During the generation of the double emulsion droplets, the silica nanoparticles in the middle oil phase would migrate spontaneously towards and assemble at the inner interface between the core and shell, and the outer interface between the shell and the continuous phase simultaneously decreasing the total interfacial energy of the system. The energy reduction is sufficient so the nanoparticles would not be dislodged from the interface by thermal motions. It is worth mentioning that the silica nanoparticles have surface silanol groups (Si–OH), after simple modification with a silane coupling agent, the nanoparticles on the outer interface could bind with desired functional groups for immobilization of biomolecules (Fig. 3a). To investigate the microstructure of the achieved QD-encapsulated core–shell barcodes, they were characterized with a scanning electron microscope (SEM).
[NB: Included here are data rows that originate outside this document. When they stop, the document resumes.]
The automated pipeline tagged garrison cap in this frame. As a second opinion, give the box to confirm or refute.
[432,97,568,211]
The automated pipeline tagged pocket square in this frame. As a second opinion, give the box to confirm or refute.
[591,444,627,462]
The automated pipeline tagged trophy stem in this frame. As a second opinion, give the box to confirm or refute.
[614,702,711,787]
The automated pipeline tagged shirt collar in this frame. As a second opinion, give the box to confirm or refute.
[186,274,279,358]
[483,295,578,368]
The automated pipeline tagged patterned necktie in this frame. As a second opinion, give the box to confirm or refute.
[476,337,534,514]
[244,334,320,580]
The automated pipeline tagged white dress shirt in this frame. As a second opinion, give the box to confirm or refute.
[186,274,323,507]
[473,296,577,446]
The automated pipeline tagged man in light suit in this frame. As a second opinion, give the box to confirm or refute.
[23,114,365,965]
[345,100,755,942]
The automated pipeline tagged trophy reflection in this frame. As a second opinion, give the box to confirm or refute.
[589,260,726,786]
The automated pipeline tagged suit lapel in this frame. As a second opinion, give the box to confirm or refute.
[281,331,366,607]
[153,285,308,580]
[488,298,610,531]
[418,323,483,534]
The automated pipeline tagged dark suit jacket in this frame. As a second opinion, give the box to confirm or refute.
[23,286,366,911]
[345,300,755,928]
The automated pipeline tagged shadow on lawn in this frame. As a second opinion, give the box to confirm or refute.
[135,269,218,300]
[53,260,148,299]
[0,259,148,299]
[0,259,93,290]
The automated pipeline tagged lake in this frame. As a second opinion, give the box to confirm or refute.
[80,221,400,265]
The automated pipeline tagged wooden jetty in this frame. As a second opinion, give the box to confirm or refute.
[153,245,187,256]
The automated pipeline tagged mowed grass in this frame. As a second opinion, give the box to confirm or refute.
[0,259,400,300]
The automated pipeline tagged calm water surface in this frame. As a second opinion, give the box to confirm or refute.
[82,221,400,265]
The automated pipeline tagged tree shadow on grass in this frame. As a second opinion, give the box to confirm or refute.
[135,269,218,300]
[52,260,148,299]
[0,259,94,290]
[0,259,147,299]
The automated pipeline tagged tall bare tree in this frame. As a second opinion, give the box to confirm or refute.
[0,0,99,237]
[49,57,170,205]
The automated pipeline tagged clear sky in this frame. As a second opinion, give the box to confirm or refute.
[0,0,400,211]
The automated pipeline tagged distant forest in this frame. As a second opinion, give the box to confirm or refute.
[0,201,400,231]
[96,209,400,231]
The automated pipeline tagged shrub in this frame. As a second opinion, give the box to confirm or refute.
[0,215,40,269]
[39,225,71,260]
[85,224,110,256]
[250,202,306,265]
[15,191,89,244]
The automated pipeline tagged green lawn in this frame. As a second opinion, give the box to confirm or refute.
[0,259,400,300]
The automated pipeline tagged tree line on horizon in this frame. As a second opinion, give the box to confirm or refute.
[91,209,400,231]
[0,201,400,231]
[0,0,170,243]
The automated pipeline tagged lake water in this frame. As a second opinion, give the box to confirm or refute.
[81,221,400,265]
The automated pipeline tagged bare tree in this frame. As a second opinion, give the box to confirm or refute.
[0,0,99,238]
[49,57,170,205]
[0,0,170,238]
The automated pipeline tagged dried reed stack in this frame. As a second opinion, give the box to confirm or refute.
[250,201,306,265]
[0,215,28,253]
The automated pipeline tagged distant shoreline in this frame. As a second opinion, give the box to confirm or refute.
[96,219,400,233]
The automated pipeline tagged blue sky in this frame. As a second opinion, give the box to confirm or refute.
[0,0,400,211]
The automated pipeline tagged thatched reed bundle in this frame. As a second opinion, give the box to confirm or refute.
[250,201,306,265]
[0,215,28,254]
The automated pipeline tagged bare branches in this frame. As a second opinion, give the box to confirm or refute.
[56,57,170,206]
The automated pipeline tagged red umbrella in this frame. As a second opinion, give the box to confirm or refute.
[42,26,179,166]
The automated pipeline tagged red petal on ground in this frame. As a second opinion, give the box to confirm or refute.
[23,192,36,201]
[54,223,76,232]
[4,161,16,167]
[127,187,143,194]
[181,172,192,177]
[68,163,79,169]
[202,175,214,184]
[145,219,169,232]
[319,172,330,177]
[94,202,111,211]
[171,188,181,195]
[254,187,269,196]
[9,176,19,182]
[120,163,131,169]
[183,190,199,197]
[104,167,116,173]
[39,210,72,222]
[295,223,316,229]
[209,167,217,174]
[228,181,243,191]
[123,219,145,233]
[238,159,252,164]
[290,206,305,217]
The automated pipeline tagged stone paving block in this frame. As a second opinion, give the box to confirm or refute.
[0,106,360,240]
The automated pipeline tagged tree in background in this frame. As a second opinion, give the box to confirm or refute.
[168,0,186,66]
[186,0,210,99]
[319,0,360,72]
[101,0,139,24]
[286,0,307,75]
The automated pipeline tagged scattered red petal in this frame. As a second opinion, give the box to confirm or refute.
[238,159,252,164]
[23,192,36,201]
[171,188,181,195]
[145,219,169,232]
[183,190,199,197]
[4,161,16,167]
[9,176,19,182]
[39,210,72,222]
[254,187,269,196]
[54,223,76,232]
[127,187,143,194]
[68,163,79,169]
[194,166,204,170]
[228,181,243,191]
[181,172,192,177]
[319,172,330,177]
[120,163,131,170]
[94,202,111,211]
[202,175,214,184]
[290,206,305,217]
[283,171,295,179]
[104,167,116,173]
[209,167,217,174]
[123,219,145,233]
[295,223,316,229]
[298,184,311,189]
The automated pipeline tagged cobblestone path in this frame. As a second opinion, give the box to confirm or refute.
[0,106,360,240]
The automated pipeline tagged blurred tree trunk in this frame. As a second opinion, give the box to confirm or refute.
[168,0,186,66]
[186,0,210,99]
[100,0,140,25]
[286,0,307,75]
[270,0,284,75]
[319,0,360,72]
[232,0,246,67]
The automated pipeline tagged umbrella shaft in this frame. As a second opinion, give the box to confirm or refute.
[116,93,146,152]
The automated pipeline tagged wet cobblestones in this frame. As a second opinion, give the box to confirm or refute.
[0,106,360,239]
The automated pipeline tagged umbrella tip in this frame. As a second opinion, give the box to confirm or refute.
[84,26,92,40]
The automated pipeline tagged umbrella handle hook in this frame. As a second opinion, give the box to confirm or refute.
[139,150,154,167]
It was found that the QD-encapsulated core–shell barcodes showed monodispersed sphericity owing to the precise manipulation of the microfluidic approach. As can be seen from the cross-sectional view of a QD-encapsulated core–shell barcode after being cut, highly ordered surface architectures assembled by silica nanoparticles could be observed at the inner interface between the core and the shell (Fig. 3b), and the outer interface between the shell and the continuous phase (Fig. 3c), respectively, which proved the existence of silica nanoparticles and the feasibility of the follow-up experiment.


image file: c8tb00946e-f3.tif
Fig. 3 (a) Scheme of the core–shell barcode particles with silica nanoparticle arrays at the inner and outer surfaces. (b and c) SEM images of (b) the inner surface of a broken particle and (c) the outer surface (denoted as white boxes in the insets). The scale bars are 700 nm in (b and c), 300 μm in the inset.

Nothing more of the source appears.